From Zhongdian we took a bus to Deqin, a small town in the mountains near the Tibetan border. The long ride gave us our first chance to watch Sino-Tibetan music videos on the bus TV. The ktisch videos sang about Shangri-la while showing pictures of the Lhasa, the Potala and yaks as Tibetan and Chinese characters scrolled across the bottom of the screen. The bus wheezed through cloud forest, then onto a rough dirt road before climbing over a snowy pass. Although the weather was miserable, the area looked great for hiking. We originally intended to head straight for Kawa Karpo, an impressive 6700m peak on the Tibetan border.

Hillside village Hillside Tibetan village

With the heavy rain and poor visibility, we decided instead to take a bus down the Mekong to Cizhong, a town in a Catholic wine-growing area. The route, about 80km, took more than five hours. The road ran along the gorge of the Mekong, sometimes climbing as high as 1000m above the river to wind through the countryside. Whitewashed Tibetan houses perched on the hillsides below in impossible locations. In one place the road was washed out. We were asked to dismount and walk across the muddy track cut through the landslide in case the bus slipped and crashed into the abyss.

Road work Crossing a landslide in the bus

Along the way were camps where manual laborers worked to improve the road. They built reinforcing walls and resurfaced the road by laying down large rocks one by one, cutting and hauling them by hand. Below, the dirty brown Mekong (known in these parts as the Lancang Jiang) raged through bends and rapids. In some places the hills were covered with only scrubby bushes. Around the next corner, however, would be thick forest dripping with moss. With the tops of the mountains lost in the clouds, the landscape appeared eerie and mysterious. When we finally stumbled off the bus in Cizhong, we spied the strange, Tibetan-style Catholic church across the river.
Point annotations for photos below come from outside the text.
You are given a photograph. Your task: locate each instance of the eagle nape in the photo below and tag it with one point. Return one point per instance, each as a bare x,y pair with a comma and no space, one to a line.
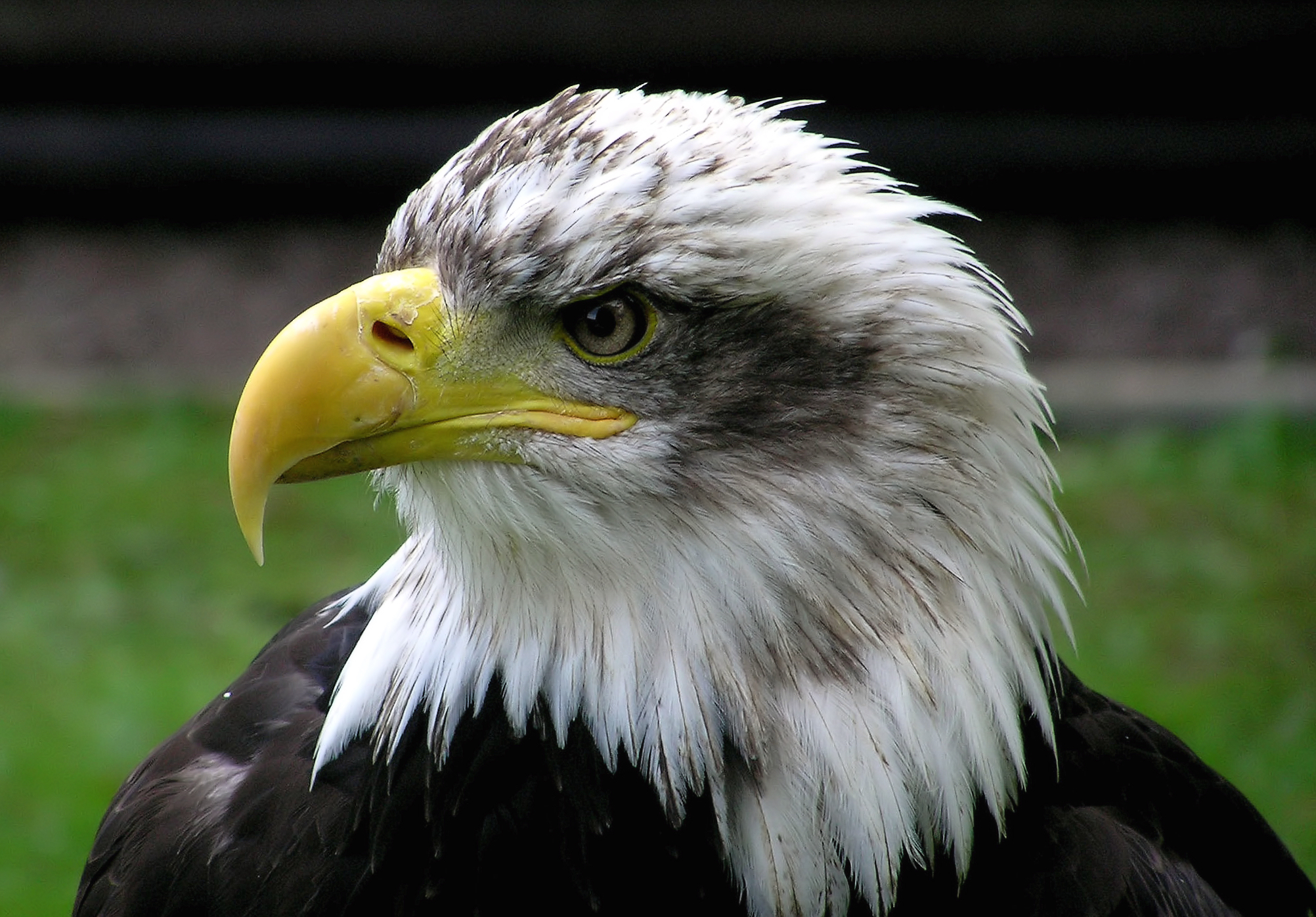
730,579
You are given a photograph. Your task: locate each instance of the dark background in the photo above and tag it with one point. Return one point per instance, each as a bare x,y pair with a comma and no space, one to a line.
204,112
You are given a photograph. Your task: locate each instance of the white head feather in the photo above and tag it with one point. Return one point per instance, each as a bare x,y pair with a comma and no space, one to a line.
835,629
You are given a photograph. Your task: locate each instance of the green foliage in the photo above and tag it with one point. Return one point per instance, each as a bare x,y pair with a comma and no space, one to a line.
128,600
1200,553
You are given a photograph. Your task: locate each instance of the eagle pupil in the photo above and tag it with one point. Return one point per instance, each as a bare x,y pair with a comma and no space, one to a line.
602,321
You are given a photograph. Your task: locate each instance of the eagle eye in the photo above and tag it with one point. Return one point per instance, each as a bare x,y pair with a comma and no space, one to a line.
608,328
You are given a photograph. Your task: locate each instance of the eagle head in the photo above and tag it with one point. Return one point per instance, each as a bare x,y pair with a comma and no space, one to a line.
706,439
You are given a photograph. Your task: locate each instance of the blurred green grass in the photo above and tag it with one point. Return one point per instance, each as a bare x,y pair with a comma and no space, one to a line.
128,600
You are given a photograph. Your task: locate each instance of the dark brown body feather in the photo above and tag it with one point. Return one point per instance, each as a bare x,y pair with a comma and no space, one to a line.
221,820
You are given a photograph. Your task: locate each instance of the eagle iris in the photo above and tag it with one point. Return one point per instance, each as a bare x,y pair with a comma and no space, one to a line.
609,328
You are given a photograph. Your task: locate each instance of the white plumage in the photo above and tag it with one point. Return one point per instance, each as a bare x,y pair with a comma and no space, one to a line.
645,600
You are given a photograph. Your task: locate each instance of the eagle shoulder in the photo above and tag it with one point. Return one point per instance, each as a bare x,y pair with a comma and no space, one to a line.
1120,817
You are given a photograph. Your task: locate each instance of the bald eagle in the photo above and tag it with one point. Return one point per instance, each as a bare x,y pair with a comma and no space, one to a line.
730,582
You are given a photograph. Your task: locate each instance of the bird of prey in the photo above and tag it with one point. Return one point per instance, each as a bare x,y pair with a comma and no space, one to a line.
730,585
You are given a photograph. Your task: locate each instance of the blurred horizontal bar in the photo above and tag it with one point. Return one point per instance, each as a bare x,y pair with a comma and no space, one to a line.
603,32
1086,392
288,146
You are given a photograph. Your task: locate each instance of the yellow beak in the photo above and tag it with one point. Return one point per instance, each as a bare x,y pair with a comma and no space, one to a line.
374,376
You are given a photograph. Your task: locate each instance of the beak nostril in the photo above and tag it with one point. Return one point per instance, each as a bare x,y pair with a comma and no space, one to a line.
390,336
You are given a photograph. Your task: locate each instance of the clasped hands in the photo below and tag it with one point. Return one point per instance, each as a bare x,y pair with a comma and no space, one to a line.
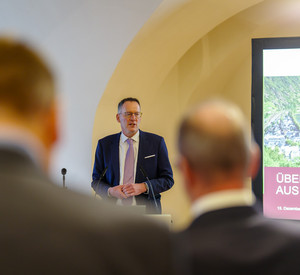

Water mill Catholic Church in Cizhong

As we approached town, huddling to keep ourselves dry in the dripping rain, we noticed that all of the fields were planted with grapes. Next to the church was a sign that said “wine tasting”. Luckily, we had met two other travelers from the guesthouse in Zhongdian, one of whom could speak Chinese. She talked to Liu, the man who ran the place, and we sat down in his salon and sipped some of his red wine under colorful posters of Jesus and the Virgin Mary. The wine was sweet and not very strong, more like slightly fermented grape juice. Unfortunately the only remaining French speaker in town had died last year.

The rain let up, so we decided to have a walk around town. People stared at us as we passed before their houses. A man living down the road invited us into his place. He served us some better wine and showed us the large clay jars that he used to store it. While we sat in his salon drinking, he took out a book. It was written in French, about a Catholic Missionary from Switzerland who had been martyred in the area while trying to convert the local people to Christianity. The missionary, Tornay, who was beaten to death by Tibetan monks at a lonely pass in 1949, was born in St Maurice, the same place as Anne. She pointed to the black-and-white picture in the book and tried to explain in sign language that she was from there. Our host’s eyes lit up. He was genuinely excited to meet someone from Switzerland!